Long-range coherent energy transport in Photosystem II

TL;DR

This study uses advanced quantum simulations to analyze long-range energy transfer in Photosystem II, revealing robustness to initial conditions and the importance of vibrational effects for high efficiency.

Contribution

It introduces a non-Markovian quantum master equation approach to quantify coherence and pathways in Photosystem II energy transfer, highlighting vibrational effects and robustness.

Findings

Energy transfer is robust against initial excitation variations.

Vibrational coupling is crucial for high transfer efficiency.

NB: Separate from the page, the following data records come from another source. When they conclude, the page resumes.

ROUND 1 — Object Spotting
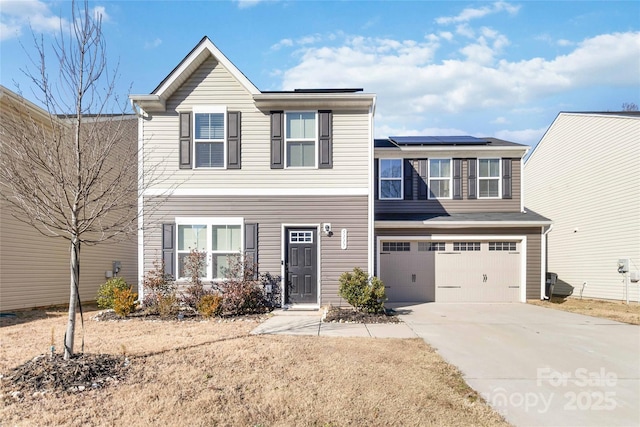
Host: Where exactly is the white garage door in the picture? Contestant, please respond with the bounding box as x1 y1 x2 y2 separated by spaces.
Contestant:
435 241 521 302
380 240 521 302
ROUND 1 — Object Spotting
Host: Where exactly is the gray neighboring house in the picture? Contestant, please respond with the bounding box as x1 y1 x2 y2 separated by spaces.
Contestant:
525 111 640 301
131 37 375 307
374 136 551 302
0 86 138 311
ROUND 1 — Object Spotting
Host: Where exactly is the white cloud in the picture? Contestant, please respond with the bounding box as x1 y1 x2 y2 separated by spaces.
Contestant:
281 29 640 135
93 6 110 22
144 38 162 49
235 0 265 9
436 1 520 25
495 127 547 146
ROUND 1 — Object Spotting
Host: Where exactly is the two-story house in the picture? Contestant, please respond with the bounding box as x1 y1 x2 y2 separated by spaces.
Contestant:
131 37 375 306
374 136 551 302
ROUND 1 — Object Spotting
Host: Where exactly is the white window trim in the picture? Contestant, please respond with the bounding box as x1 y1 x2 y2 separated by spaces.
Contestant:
191 105 229 170
175 217 245 282
476 157 502 199
427 157 453 200
283 110 320 170
377 157 404 200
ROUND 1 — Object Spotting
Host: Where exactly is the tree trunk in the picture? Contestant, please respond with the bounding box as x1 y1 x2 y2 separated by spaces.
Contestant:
64 236 80 360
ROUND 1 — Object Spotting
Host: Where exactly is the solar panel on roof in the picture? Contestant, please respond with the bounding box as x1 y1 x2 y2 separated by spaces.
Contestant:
389 135 488 145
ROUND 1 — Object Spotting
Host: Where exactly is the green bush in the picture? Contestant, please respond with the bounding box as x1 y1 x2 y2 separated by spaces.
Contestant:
97 277 129 308
338 267 387 313
113 287 138 317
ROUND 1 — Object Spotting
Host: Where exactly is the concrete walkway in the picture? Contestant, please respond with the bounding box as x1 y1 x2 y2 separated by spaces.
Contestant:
251 310 418 338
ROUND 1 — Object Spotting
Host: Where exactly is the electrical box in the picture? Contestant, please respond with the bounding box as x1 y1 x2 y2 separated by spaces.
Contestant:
618 258 629 273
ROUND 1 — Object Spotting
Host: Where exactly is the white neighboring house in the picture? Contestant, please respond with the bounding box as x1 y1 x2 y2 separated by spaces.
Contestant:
524 111 640 301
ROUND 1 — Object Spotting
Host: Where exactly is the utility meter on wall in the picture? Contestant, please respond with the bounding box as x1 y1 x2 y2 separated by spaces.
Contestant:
618 258 629 273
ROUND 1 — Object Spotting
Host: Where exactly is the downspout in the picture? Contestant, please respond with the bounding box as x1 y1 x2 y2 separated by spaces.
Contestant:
540 224 553 300
367 96 376 276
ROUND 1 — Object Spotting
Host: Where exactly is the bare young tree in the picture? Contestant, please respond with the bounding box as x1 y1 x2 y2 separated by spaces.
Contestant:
0 1 140 360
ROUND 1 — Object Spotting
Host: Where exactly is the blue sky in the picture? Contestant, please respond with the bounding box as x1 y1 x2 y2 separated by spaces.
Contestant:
0 0 640 145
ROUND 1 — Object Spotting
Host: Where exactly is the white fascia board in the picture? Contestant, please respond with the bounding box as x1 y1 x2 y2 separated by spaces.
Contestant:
253 92 375 110
144 187 369 197
375 147 528 158
155 37 260 99
375 221 551 229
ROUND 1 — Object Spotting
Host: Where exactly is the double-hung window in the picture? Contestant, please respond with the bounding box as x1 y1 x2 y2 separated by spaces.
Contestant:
176 218 244 280
378 159 402 200
193 107 227 168
285 111 318 168
478 159 501 198
429 159 452 199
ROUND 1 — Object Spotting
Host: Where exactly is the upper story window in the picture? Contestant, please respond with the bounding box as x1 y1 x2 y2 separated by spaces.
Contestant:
176 218 243 280
285 112 318 168
378 159 402 200
478 159 501 198
429 159 452 199
193 107 227 168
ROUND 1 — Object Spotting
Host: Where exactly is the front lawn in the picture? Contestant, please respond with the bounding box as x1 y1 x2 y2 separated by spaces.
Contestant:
527 297 640 325
0 311 507 426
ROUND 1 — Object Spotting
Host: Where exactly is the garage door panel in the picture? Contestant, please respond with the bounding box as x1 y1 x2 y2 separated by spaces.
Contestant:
380 242 435 302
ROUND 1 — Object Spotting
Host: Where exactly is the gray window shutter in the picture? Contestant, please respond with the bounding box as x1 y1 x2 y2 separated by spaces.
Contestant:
502 159 513 199
244 224 258 280
162 223 176 277
418 159 429 200
318 111 333 169
453 159 462 200
373 159 380 200
467 159 478 199
402 159 413 200
271 111 284 169
227 111 241 169
179 113 192 169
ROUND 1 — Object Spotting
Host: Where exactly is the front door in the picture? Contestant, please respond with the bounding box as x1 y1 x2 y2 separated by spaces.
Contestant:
285 228 318 304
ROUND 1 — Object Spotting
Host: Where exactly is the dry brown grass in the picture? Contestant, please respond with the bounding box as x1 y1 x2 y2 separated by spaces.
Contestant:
0 306 507 426
528 297 640 325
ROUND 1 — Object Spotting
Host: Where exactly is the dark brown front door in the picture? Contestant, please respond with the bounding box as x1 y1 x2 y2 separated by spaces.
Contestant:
285 228 318 304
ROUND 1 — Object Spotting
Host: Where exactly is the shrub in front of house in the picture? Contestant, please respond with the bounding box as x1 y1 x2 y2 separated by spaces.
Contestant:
338 267 387 313
96 277 129 309
113 286 138 317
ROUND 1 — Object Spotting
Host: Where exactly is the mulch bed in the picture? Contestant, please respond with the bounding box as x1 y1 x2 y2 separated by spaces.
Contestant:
0 354 129 399
323 307 401 323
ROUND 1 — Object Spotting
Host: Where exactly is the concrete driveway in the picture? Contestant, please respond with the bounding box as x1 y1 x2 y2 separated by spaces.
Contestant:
397 303 640 426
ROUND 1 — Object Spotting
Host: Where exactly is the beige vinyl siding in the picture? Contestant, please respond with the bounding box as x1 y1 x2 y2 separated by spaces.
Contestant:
0 88 138 311
0 197 138 311
143 58 370 192
144 196 368 304
375 159 521 213
375 226 542 299
525 113 640 301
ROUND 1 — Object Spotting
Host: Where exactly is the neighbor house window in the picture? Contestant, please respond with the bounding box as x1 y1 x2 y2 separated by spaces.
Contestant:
478 159 500 198
429 159 451 199
378 159 402 200
193 107 227 168
285 112 318 168
176 218 243 280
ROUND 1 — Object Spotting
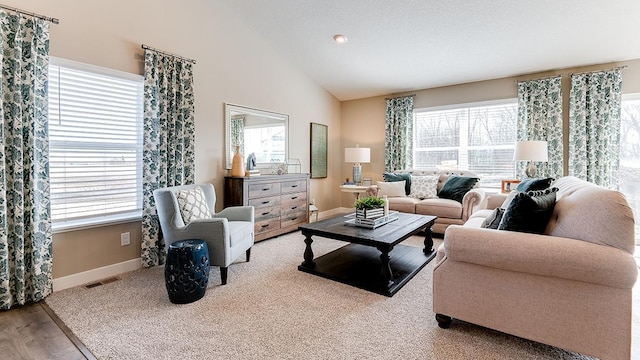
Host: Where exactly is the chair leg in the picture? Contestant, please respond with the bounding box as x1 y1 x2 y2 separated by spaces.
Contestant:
220 266 229 285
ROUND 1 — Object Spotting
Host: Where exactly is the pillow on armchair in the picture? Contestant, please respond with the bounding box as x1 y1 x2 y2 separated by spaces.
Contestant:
409 176 438 199
438 175 480 203
174 187 212 225
376 180 407 197
516 178 553 192
382 173 411 195
498 187 558 234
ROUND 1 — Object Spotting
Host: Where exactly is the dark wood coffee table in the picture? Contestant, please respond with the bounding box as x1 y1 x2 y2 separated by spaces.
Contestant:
298 213 437 296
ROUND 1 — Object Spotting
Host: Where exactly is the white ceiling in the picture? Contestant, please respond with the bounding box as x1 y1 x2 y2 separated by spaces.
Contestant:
220 0 640 101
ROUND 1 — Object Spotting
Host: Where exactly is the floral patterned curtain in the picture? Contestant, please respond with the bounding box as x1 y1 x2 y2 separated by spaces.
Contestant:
230 118 245 154
141 49 195 267
569 68 622 189
516 76 564 179
384 96 413 171
0 10 53 310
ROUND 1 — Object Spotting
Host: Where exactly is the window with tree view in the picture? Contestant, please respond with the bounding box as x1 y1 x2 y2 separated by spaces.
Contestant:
413 99 518 188
618 94 640 245
49 59 143 231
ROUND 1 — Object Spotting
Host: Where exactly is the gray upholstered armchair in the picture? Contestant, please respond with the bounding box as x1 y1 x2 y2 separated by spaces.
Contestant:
153 184 254 285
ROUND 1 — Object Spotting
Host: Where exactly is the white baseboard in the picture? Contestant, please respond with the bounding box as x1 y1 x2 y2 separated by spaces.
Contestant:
53 258 142 292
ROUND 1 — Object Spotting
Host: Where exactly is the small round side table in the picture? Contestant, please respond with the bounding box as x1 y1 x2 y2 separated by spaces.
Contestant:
164 239 209 304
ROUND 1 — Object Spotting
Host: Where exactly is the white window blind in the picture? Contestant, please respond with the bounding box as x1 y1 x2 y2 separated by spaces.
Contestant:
413 99 517 188
49 60 143 230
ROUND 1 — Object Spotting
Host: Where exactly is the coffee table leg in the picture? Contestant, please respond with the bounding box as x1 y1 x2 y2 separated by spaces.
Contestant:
422 226 433 255
302 235 316 269
378 248 393 287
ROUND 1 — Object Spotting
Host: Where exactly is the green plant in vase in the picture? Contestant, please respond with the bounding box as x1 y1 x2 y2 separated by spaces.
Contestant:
353 196 385 219
353 196 384 210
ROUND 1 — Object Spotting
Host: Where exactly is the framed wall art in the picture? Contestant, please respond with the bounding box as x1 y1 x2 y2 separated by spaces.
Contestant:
310 123 329 179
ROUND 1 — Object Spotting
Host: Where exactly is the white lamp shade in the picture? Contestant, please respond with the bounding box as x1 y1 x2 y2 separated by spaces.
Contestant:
514 141 549 161
344 147 371 163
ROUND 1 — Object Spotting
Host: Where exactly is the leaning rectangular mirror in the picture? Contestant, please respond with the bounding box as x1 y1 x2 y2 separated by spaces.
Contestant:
224 104 289 169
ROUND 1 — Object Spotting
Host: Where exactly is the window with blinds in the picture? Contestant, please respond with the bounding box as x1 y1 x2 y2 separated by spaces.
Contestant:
413 99 518 188
49 59 143 231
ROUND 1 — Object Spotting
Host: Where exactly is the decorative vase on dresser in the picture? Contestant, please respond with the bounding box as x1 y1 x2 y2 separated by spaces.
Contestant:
231 145 244 176
224 174 309 241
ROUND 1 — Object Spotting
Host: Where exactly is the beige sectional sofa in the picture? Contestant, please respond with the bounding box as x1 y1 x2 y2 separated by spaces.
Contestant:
376 170 485 234
433 177 638 359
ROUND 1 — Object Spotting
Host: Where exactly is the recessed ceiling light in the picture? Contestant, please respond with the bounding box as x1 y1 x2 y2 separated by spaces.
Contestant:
333 34 347 44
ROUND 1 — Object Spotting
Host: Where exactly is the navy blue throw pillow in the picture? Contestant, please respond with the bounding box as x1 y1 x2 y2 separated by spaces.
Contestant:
481 208 504 229
438 175 480 203
382 173 411 195
516 178 554 192
498 187 558 234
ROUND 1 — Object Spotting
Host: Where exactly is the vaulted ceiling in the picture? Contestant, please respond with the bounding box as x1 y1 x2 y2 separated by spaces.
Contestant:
219 0 640 101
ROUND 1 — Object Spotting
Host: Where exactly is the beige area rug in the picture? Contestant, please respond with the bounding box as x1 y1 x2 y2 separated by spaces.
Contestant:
46 232 586 360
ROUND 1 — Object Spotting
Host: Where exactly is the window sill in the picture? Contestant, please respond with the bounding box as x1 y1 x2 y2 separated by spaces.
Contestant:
52 212 142 234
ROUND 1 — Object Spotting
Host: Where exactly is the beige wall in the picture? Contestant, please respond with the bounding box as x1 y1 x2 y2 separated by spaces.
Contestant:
340 59 640 207
8 0 341 278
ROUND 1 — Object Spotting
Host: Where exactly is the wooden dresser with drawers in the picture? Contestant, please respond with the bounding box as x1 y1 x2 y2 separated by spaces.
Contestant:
224 174 309 241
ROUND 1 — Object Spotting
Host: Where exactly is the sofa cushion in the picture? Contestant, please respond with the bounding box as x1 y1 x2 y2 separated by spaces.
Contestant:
382 173 411 195
387 196 420 214
480 208 504 229
416 198 462 219
438 175 480 203
516 178 553 192
547 176 635 254
498 188 558 234
174 187 212 225
500 190 518 209
376 180 407 197
409 175 438 199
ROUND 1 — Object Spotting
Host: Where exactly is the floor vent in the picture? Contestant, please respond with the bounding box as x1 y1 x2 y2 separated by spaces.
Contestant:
84 277 120 289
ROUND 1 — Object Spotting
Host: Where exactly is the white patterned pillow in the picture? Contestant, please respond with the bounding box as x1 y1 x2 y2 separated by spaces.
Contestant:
376 180 407 197
175 187 211 224
409 175 438 199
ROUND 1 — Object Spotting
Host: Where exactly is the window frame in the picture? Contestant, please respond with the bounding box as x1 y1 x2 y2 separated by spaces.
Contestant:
412 97 518 190
48 57 144 234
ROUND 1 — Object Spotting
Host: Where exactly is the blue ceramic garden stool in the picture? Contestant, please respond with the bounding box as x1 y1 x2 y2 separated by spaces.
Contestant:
164 240 209 304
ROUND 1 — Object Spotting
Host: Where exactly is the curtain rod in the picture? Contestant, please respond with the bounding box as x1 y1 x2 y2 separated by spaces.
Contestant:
514 65 629 83
384 94 416 100
569 65 629 75
142 44 196 65
0 4 60 25
515 74 562 84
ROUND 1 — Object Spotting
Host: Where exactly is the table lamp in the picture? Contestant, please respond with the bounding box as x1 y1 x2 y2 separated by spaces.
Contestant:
514 140 549 178
344 144 370 185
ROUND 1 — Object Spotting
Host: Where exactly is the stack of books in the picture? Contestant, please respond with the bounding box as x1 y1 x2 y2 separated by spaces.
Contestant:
354 211 398 229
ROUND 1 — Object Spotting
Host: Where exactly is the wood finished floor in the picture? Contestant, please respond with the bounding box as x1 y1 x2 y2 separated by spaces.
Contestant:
0 302 95 360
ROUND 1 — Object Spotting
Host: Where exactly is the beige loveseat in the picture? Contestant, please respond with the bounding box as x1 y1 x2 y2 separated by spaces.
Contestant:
376 170 485 234
433 177 637 359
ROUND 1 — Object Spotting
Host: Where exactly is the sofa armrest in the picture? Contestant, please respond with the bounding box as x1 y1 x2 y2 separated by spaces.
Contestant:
462 188 486 222
213 206 254 223
444 225 638 289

Quantum and classical models show good agreement in overall dynamics.

Abstract

We simulate the long-range inter-complex electronic energy transfer in Photosystem II -- from the antenna complex, via a core complex, to the reaction center -- using a non-Markovian (ZOFE) quantum master equation description that allows us to quantify the electronic coherence involved in the energy transfer. We identify the pathways of the energy transfer in the network of coupled chromophores, using a description based on excitation probability currents. We investigate how the energy transfer depends on the initial excitation -- localized, coherent initial excitation versus delocalized, incoherent initial excitation -- and find that the energy transfer is remarkably robust with respect to such strong variations of the initial condition. To explore the importance of vibrationally enhanced transfer and to address the question of optimization in the system parameters, we vary the strength of the coupling between the electronic and the vibrational degrees of freedom. We find that the original parameters lie in a (broad) region that enables optimal transfer efficiency, and that the energy transfer appears to be very robust with respect to variations in the vibronic coupling. Nevertheless, vibrationally enhanced transfer appears to be crucial to obtain a high transfer efficiency. We compare our quantum simulation to a "classical" rate equation based on a modified-Redfield/generalized-F\"orster description that was previously used to simulate energy transfer dynamics in the entire Photosystem II complex, and find very good agreement between quantum and rate-equation simulation of the overall energy transfer dynamics.